In reviewing the newly donated photo collection of George Perley Morse, CO of SC 227, I came across a nice shot of the chaser in winter, heading through broken ice. The location isn't indicated on the photo, but a good guess might be somewhere near New London, in the winter of 1918.
It was one of the coldest winters ever in New London, and it's what the new chaser crews had to contend with during standardization trials prior to being assigned to overseas duties. Lt.

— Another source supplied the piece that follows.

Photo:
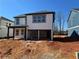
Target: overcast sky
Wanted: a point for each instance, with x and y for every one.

George S. Dole (my great uncle, whose tours of duty on the chasers are described in my book), wrote home about running through a snowstorm on the first day and making it to Block Island, then about ice in day two:
At a distance of about 25 miles, we encountered a considerable ice field off Race Rock light. The ice was about 2 ft. thick and the cakes were large. The tide was however with us and managed to get through the ice in about three hours. The ice in the harbor was not so bad. We got to New London about 3 p.m. We damaged the bows some and were hauled out of the water two days ago and the bows sheathed with iron. The boat is no ice-breaker even now, but will be able to squirm through thin ice without trouble.
Hard to imagine being on a chaser in sub-zero weather, moving through sheets of ice and trying to navigate through snowstorms.
— Todd Woofenden, editor
Added recently in The Hull Numbers Collection:
- A photo of SC 239, I think post-war, next to a sea plane. If anyone can identify the sea plane, please let me know. Not my area of expertise. [Update: Tom Ruprecht tells me that this is a Curtiss HS-2L.]
- A shot of SC 64, SC 63, and SC 330, I suspect at Guantanamo. Thanks to Donna Rutterbush for submitting these photos.